こういった配偶者選択(過去エントリでは《上昇婚》と呼んでいました)があるために、日本の男女平等が上手く実現しないトリレンマを生じさせており、ハードワークしない夫を選べば、育児と仕事は両立できないにしても、出産と仕事は両立できるのではないか――というのが別項での主張です。

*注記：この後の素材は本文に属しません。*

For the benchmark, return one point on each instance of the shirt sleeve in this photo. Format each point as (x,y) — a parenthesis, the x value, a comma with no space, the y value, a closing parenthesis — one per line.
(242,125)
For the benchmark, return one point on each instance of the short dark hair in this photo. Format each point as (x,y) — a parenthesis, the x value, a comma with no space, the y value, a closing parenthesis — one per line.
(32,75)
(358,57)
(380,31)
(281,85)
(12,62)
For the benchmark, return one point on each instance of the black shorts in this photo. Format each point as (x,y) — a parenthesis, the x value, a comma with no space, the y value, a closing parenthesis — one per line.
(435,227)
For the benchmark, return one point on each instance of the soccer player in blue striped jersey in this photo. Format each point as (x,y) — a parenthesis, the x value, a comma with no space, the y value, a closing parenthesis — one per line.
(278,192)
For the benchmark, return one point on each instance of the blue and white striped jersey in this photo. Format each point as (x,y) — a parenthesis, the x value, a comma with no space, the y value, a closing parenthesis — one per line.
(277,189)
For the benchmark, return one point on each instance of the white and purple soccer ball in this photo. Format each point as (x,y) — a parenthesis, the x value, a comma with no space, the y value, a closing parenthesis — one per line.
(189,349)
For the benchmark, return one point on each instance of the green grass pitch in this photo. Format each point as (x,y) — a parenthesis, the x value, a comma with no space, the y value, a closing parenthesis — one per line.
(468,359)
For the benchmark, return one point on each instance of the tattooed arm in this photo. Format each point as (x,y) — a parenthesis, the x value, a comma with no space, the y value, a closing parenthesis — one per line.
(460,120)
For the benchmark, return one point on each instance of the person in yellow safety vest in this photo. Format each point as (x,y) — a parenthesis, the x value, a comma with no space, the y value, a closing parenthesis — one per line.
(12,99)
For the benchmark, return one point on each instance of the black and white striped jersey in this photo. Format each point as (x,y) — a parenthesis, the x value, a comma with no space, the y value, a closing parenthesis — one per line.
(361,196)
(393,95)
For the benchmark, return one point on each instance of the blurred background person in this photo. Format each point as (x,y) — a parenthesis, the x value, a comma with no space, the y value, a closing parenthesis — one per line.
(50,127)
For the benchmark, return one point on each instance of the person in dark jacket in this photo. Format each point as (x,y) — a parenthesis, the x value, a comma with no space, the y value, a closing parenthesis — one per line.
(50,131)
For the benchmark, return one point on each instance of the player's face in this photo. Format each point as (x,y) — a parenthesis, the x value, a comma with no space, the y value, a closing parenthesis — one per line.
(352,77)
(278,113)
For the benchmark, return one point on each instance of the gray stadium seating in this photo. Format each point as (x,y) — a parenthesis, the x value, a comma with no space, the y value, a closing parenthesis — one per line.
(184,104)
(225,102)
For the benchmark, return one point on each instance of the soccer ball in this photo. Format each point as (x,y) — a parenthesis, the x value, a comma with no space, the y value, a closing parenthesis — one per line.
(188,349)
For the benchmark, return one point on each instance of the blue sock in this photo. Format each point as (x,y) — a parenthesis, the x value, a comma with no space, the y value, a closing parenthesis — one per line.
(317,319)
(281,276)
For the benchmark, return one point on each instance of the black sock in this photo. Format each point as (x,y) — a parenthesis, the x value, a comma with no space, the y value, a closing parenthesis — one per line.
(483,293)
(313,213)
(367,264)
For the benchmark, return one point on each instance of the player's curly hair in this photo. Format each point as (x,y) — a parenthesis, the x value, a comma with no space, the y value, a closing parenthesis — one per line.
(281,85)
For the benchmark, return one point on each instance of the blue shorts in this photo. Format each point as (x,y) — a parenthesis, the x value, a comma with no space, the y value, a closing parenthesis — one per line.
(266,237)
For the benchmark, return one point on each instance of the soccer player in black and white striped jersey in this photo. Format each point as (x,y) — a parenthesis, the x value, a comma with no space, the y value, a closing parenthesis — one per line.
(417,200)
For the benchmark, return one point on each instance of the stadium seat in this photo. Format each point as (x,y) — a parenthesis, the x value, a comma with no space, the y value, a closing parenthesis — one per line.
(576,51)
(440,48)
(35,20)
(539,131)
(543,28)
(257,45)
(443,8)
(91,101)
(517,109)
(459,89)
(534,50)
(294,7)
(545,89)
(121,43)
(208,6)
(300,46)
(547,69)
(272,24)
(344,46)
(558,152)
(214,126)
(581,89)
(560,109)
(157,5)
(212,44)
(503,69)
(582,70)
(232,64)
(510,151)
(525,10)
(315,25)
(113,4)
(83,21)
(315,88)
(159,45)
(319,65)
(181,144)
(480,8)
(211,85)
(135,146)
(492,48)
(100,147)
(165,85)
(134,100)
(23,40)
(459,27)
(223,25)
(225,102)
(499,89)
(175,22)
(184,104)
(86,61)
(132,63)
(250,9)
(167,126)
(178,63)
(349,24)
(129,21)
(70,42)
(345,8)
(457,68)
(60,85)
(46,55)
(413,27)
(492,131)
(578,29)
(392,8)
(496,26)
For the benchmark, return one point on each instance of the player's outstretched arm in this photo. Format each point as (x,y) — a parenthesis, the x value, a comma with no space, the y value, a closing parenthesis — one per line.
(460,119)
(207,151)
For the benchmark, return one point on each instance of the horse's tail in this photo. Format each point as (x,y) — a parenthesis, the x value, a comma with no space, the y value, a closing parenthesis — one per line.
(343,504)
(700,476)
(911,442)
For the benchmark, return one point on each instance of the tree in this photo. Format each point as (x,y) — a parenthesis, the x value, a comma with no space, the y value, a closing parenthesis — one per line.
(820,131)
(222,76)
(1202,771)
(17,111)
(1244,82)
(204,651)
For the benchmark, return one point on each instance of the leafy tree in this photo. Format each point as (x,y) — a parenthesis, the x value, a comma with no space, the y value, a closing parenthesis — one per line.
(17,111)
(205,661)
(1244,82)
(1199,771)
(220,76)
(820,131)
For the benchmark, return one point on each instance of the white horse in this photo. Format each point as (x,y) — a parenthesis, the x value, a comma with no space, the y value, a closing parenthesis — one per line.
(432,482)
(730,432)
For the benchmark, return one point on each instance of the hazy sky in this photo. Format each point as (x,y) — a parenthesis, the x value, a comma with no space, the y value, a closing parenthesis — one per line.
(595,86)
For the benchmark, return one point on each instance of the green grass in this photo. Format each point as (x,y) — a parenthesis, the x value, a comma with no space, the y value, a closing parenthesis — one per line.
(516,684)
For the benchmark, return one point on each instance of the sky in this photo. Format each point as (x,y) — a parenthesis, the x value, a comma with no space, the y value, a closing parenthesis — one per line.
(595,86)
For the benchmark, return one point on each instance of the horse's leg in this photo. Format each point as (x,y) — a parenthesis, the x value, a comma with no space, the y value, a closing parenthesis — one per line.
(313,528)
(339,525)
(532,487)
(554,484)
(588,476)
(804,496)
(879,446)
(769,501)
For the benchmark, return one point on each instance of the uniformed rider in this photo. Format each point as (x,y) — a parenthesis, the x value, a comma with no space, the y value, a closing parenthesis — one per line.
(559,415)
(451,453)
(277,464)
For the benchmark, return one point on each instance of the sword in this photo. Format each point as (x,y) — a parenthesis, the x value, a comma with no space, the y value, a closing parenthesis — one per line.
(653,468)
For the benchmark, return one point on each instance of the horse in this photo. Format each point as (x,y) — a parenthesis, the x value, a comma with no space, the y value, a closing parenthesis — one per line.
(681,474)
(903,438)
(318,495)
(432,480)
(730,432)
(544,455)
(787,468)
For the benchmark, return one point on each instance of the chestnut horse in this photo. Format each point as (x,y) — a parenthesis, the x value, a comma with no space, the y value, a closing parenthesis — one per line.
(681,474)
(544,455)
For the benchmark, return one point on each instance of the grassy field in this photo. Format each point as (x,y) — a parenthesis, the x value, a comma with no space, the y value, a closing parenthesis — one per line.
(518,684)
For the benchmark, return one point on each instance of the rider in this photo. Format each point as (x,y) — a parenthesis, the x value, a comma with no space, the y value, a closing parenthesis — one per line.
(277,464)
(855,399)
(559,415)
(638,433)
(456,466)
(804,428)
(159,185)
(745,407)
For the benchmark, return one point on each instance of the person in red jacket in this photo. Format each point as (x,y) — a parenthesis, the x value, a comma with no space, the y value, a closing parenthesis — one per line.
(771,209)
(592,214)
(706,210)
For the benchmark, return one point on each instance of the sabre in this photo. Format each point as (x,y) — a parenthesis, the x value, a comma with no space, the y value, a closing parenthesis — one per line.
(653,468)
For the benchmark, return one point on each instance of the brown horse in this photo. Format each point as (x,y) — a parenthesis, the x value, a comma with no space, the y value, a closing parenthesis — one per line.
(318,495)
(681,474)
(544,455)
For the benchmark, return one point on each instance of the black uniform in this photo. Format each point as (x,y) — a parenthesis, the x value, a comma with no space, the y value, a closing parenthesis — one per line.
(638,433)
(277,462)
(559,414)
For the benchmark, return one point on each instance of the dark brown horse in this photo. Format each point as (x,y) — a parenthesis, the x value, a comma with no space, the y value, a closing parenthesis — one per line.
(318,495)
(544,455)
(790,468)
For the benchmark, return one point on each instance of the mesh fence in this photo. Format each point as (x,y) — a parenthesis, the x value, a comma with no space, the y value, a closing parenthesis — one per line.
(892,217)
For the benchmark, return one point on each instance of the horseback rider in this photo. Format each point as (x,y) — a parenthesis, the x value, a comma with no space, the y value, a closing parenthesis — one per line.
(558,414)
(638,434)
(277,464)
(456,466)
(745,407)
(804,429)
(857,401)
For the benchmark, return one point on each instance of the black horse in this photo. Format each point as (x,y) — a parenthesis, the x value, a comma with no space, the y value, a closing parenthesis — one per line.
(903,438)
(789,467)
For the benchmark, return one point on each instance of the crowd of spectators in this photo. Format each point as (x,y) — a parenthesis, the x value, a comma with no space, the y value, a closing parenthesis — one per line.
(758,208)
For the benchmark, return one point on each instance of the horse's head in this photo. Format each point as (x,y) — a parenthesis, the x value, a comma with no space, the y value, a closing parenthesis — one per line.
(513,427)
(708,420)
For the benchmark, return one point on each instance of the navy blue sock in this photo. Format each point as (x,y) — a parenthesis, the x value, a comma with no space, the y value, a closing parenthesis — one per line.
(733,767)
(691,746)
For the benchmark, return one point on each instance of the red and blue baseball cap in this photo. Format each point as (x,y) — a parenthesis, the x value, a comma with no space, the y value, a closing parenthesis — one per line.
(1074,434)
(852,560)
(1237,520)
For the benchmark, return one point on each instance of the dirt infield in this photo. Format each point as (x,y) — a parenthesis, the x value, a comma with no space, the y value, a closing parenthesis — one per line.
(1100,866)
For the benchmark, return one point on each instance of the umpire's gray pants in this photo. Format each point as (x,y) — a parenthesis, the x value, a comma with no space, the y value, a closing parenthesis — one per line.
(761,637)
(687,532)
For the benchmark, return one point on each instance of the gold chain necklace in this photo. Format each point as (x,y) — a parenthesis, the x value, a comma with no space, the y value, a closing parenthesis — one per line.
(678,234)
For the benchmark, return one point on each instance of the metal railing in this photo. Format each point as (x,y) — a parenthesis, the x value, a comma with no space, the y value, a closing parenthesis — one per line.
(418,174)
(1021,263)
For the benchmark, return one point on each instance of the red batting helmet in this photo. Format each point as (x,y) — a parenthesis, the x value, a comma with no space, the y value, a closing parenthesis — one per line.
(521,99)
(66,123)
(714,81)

管理職の長時間労働をなんとかやめればいい、という話がまず考えられるところですが、管理職は情報を集める必要からアメリカでも長時間労働になりやすく4、例えばYahooの女性CEOは産休を2週間しかとっていません5。情報を集めることに意義があるという点では政治家も共通しており、政府系の意思決定を行う職に就いた女性がワーク・ライフ・バランスをとることは不可能と職を降りた事例もあります6。この事情は日本でも同じであり、日本の女性議員へのインタビュー7では

「週に何度も、新潟と東京を往復しています」
「いまの選挙は、どれだけ地元に顔を出すかという、「ふれあい合戦」みたいなところがあります」
「両親や夫の協力がないと両立できませんね」

といったコメントが出ています。比例代表選出であれば「特定の階層・職業の代表」として産休をしつつ代わりの人に議員をバトンタッチすることも可能でしょうが、小選挙区の場合には有権者の代表という側面もあり、議員が有権者の意見集約を放棄できない、あるいは休んでいる最中に支持者を奪われてしまうといった事情により、なかなか休みにくい職業となっています。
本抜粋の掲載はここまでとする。